Community antibiotic stewardship research implementation (uptake studies)
The problem: An extensive literature, much of it synthesised by our team, now details the efficacy of a wide range of different interventions (delayed prescribing, shared decision making, “nudge” poster, audit & feedback, near patient tests or prediction rules) that individually reduce prescribing by GPs. Their different mechanisms suggest that combined effects would be synergistic. Some would be ready for implementing if GPs’ engagement with reduced antibiotic prescribing was strong. Because it is not, the overall effectiveness is small.20 In other words, we know of effective interventions that reduce antibiotic use. However, it is difficult to get GPs to use them, and they receive little attention in GP registrar training programs.
Figure 2 illustrates our estimates of the community impact of several interventions, accounting for the two stages of (i) uptake by GPs and (ii) effect on patients’ antibiotic usage. For example, when GPs use delayed prescribing it reduces antibiotic dispensing to patients by 60%12, but only 1 in 5 GPs are using it, so the overall population impact is around a 12% reduction. The key problem is the GP uptake stage, rather than not having effective interventions.
The solution: To test methods to improve GP uptake of the effective community interventions in Australia, we plan to do two studies (one observational study, one randomised trial) which would start at the beginning of winter (Outline devised with AI Straus at a 3-day KT workshop in 2017).
Study 1: Pilot two phase study of priming followed by an intervention package
|Month||Intervention / study element||Measures|
|1||Local GP opinion leaders identified (via survey of local GPs) who then help to promote antibiotic stewardship ideas|
|2–3||Individual feedback to practices on antibiotic usage (compared to local GPs; compared to Australia and Sweden)||Antibiotic usage|
|4–5||Articles by GP opinion leaders (via PHN newsletter, email, etc) on antibiotic stewardship which also offer education sessions (online and evening face-to-face sessions with role plays of shared decisions and delayed prescribing) and materials (shared decision making tools; clinical prediction rule cards; "Nudge" poster; etc)||Uptake rates of education sessions and package|
|6||Qualitative study – interviews regarding barriers and facilitators of the uptake processes|
|7–8||Repeat previous 2 steps (modified from interviews)|
|9||Survey of all practices on awareness and uptake||% uptake sessions; antibiotic usage|
Study 2: Randomised trial 3 intensities of the 2-phase uptake process
After the first priming phase is conducted, we then plan to test more intensive interventions in other PHNs and Practice-Based Research Networks in Tasmania and Victoria (AI Radford), modified from the above pilot version, based on the experience and qualitative studies. PHNs and practices not involved in the pilot will be randomised to:
A. Minimum intervention: the steps above.
B. Plus more intensive Audit & Feedback: the above steps, plus provide monthly feedback to the practices on prescribing together with a newsletter (and or video) of “how to” stories and tips from practices that successfully implement the packages.

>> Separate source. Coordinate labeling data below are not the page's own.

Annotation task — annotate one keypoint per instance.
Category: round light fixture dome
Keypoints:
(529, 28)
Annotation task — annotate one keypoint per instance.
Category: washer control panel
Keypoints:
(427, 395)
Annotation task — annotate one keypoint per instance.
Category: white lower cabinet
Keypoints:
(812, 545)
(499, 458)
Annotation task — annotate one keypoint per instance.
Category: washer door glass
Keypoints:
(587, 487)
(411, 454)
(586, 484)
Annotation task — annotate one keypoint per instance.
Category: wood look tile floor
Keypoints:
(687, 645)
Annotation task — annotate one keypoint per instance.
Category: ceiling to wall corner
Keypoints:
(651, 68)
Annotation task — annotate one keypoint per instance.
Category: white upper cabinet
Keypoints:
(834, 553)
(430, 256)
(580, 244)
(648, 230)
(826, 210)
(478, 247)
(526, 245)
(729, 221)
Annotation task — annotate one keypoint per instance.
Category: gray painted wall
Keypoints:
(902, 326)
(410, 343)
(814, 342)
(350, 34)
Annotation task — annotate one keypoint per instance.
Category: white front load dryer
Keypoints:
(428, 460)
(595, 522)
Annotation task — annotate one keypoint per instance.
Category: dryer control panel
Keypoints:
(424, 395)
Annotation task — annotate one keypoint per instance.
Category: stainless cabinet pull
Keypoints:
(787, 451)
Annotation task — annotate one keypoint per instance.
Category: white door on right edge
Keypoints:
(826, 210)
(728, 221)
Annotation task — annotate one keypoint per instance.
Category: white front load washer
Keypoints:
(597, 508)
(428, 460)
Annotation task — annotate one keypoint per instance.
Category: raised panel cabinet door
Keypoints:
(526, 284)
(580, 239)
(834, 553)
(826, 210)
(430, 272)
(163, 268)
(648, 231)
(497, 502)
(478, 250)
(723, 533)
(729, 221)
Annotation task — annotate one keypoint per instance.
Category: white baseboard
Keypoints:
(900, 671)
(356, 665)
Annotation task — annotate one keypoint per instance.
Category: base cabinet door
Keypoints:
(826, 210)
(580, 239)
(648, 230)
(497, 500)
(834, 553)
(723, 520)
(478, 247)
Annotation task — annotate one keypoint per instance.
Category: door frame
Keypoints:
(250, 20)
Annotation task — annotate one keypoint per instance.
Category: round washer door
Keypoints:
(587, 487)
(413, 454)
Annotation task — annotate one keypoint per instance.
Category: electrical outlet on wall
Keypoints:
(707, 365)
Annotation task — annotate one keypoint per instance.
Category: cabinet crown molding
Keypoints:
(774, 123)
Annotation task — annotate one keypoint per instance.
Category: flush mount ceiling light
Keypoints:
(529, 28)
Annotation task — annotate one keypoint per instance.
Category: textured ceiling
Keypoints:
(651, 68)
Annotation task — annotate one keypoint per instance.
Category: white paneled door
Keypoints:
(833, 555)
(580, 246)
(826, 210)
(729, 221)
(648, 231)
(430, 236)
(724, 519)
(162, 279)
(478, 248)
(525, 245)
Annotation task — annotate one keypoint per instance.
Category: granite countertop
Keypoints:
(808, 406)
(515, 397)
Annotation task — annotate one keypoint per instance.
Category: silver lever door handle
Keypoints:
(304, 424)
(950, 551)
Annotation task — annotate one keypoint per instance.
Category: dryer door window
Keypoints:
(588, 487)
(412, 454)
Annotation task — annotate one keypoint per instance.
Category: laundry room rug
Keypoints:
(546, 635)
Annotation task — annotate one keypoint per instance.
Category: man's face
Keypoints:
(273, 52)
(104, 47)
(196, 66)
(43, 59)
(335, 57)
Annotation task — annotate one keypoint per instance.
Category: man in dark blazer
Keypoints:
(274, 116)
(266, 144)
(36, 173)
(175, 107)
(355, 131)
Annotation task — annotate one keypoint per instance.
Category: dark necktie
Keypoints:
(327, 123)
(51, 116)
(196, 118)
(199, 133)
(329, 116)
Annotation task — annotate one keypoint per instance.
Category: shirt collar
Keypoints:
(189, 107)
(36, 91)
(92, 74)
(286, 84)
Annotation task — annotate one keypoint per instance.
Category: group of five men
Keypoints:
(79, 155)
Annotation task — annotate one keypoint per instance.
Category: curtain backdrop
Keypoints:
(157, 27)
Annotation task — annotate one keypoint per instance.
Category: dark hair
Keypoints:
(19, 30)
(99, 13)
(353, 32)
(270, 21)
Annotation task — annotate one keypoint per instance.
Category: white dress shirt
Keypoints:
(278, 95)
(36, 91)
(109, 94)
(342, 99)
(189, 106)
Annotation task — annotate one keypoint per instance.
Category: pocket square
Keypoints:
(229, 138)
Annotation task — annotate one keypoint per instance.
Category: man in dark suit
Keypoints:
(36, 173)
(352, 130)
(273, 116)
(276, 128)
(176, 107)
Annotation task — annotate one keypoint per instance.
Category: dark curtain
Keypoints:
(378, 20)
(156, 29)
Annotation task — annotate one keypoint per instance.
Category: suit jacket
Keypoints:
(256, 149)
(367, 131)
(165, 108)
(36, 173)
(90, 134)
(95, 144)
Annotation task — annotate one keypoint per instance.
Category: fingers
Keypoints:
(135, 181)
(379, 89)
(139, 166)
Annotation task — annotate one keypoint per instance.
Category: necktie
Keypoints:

C. Plus near patient testing: the above package plus the practice would be offered a near patient testing kit for procalcitonin and strep test strips for patients with pharyngitis (both known to reduce prescribing, but we are interested in whether this also improves uptake).
Arms B and C will use the minimum intervention as a base, but examine whether either repeated audit and feedback or the offer of near patient tests will improve GP and practice uptake of the packages, and consequent increased reductions in antibiotic prescribing.
Outcomes: The primary outcome will be antibiotic usage (prescribing and dispensing), but supplemented by processes measures shown in Study 1, including uptake of each of the components of educational sessions, and the additional offerings of arms B and C.
(Note: We recognize that antibiotic prescribing rates are notoriously difficult to obtain in Australian general practice for two reasons: 1) the measure collected by GPs is unreliable because of ‘diagnosis drift’; 2) GPs are reluctant to consent to collection of these data, either collected passively from practice electronic records, or centrally via the Pharmaceutical Benefits Scheme (PBS), which requires a complex Dept Health consent form. Accordingly, we have derived 2 processes to derive GP prescribing outcomes: 1) dispensing data derived from the PBS, but managed in strict privacy conditions to prevent the identification of individual GPs or practices; 2) consenting practices to obtain both prescribing and dispensing data.